Aux États-Unis, les filles pratiquent moins de sport que les gars à partir de l'âge de 14 ans, c'est un fait documenté. Avant ça, c'est pareil pour les deux sexes. Après ça, plus rien n'est pareil. Certains diront que c'est attribuable au caractère génétique féminin, que ça relève de notre évolution, que les hommes sont programmés pour chasser et les femmes pour materner. Je n'en crois rien. J'opte plutôt pour la théorie de Gatorade dans cette dernière publicité qui vise l'égalité entre les sexes dans la pratique du sport: les filles se désistent de manière importante à partir de 14 ans car elles consacrent beaucoup de temps à correspondre au modèle qu'on leur pousse dans la gorge. Elles s'investissent dans une mission complexe, celle d'être belles et désirables selon les paramètres qu'on leur dicte partout.
Ça fait 40 ans que la constitution américaine interdit toute forme de discrimination sur la base du sexe dans les programmes d'éducation soutenus par l'État. L'amendement à la constitution s'appelle «Titre IX» (http://fr.wikipedia.org/wiki/Titre_IX). Mais à quoi bon inscrire un droit dans une constitution s'il est attaqué de tous bords tous côtés? Lee Clow et sa bande chez TBWA/Chiat/Day Los Angeles viennent de lancer un contrepoids intéressant avec cette publicité. Le lien avec le chef d'oeuvre absolu 1984 est palpable. Leur paternité ne peut être niée.

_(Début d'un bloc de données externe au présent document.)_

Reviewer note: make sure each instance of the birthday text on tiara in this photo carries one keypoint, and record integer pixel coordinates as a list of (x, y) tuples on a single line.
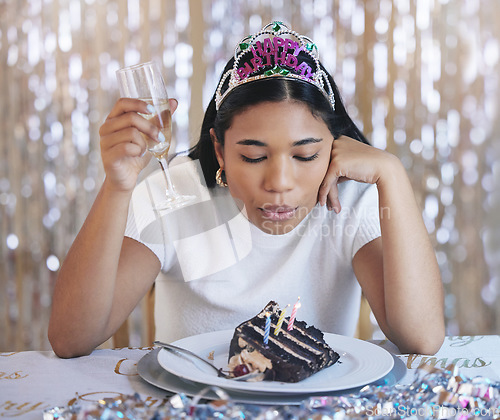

Nous devons tous faire notre part au quotidien pour immuniser nos jeunes contre les signaux qu'ils reçoivent et interprètent comme la «normalité». C'est un travail de longue haleine qui arborera souvent le visage de l'échec, mais j'y crois. Les jeunes sont intelligents et même s'ils donnent souvent l'impression de rejeter nos apprentissages, la crème finit toujours par remonter à la surface. Résister à la pression sociale, c'est se donner une réelle chance de s'inscrire dans le continuum de l'évolution avec ce que nous avons de plus beau: notre singularité.